Por su sana alegría en la escritura.
Por haberme divertido tanto durante las lecturas.
Por su magia.
“El martes amaneció una vaca en el jardín.
Parecía un
promontorio de arcilla en su inmovilidad dura y rebelde,
hundidas las pezuñas
en el barro y la cabeza doblegada.”
“Isabel
viendo llover en Macondo”, Gabriel García Márquez.
EL EPISODIO DE LA VACA
José Gabriel apareció en la mañana anunciando
que tenía que ir al campo El Águila porque una vaca, una vaquillona en
realidad, se había enredado con un alambre, y lo que yo imaginé en ese momento
era que el animal estaría en algún lugar oscuro, un sitio húmedo y lóbrego, y
que quizás habría quedado en una posición difícil y sin poder moverse,
desfalleciente de muchas horas de tironear y echando espuma por la boca, sin
embargo José Gabriel lo decía como si tuviera que ir al Banco antes de que
cerrara. Yo volvía de la quinta con una bolsa de membrillos recién sacados del
árbol cuando Eduardo José, el hermano de José Gabriel, llegaba en su cuatro por
cuatro, calzaba botas de carpincho, un pañuelo de seda al cuello y el Rolex nuevo
en la muñeca derecha. Lo vi maniobrar con unas mangueras y accionar unas
palancas, hasta que el motor del compresor de la herrería dejó escuchar su
actividad de aspiraciones y bufidos, para luego emitir el clásico zapateo con
un tap tap tap cariñoso. Me llamó la atención que Eduardo José anduviera a
horas tan tempranas fuera de la cama, y me preocupaba también que la cándida palidez
de su cara se viera amenazada por la brisa fresca de la mañana. La camioneta,
su cuatro por cuatro, tenía una goma delantera en llanta y nos entretuvimos en
esas cuestiones, convinimos que cada vez era más habitual pinchar cubiertas en
los caminos de tierra, decíamos estas cosas como si fuéramos asiduos
conductores de aquellos lugares pedregosos. Eduardo José pensaba llevar a José
Gabriel en su cuatro por cuatro a desenredar aquella vaca de una muerte segura.

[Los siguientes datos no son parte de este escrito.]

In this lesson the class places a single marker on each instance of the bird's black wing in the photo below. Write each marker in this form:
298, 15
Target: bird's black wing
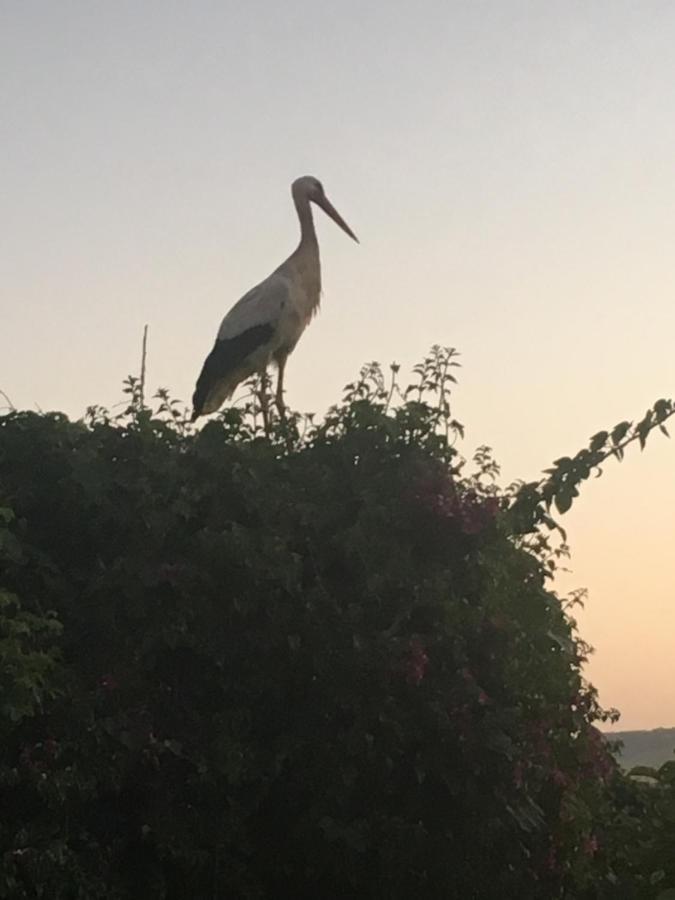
227, 356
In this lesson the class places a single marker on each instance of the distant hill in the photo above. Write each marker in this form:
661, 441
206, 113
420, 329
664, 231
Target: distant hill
644, 748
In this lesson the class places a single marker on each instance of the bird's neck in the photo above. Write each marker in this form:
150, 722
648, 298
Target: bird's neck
307, 230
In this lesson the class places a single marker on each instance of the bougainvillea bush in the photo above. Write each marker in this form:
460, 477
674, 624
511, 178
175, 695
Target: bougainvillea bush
323, 661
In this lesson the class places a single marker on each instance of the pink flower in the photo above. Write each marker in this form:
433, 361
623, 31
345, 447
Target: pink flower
560, 778
590, 845
416, 663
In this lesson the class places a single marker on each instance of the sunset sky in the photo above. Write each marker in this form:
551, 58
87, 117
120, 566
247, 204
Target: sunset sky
508, 166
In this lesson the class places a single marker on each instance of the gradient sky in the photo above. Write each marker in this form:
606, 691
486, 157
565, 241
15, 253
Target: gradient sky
509, 167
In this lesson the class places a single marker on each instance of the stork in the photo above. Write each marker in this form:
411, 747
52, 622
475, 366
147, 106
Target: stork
266, 324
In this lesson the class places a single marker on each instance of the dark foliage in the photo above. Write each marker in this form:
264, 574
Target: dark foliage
324, 662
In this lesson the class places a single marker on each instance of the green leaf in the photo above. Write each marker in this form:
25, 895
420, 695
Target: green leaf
644, 772
619, 432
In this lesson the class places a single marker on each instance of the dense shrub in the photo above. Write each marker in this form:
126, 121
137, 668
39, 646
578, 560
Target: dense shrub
323, 662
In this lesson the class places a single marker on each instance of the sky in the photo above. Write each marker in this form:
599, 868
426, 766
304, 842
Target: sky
508, 166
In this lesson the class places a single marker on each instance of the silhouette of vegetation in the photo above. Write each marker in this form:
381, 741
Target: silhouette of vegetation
325, 661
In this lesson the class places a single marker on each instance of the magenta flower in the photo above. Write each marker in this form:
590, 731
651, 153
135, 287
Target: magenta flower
416, 662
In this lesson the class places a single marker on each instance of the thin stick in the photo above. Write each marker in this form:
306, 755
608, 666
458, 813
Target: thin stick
9, 402
144, 354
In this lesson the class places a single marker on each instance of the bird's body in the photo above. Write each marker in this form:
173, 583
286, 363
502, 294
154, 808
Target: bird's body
266, 324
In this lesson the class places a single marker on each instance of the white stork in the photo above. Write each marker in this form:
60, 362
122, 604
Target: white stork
266, 324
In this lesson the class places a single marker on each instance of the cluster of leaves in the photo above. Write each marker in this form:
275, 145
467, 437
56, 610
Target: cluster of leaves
321, 660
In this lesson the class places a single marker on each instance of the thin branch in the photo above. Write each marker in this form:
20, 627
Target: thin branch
144, 354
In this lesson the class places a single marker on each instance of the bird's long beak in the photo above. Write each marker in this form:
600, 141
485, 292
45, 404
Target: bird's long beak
330, 210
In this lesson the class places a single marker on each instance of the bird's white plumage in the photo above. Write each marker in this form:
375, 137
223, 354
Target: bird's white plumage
267, 322
262, 305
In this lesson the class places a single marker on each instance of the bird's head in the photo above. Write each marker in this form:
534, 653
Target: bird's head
310, 188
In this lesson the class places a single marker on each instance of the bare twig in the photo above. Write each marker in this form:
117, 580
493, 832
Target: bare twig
144, 353
9, 403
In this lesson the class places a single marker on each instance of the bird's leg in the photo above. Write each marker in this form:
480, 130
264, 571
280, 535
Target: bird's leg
281, 406
263, 397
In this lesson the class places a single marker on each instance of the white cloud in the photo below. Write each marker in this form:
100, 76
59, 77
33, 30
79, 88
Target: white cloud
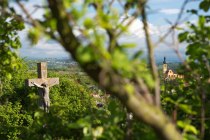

Pregunté si podía acompañarlos y un montón de chiquilines que rondaban por ahí
se sumaron al paseo del salvataje –las Pascuas habían reunido a toda la
familia-, y entonces hubo que cambiar de vehículo por una camioneta más grande
y atrás, en la caja abierta fueron los chicos, mientras nosotros nos ubicábamos
en los asientos. Para llegar a El Águila había que pasar por Mayol, un poblado
fundado a principios del mil novecientos que guardaba en sus calles
polvorientas las huellas que la prosperidad supo imprimirle de la mano de los
ferrocarriles. Luego de rodear el pueblo y tomar la curva que iba a la laguna
se llegaba enseguida, pero tardamos más dado que los chicos iban sentados en
los bordes de la caja y los barquinazos que hacía el vehículo los hacía rebotar
sobre los flacos culitos a pesar de la pericia con la que manejaba José Gabriel.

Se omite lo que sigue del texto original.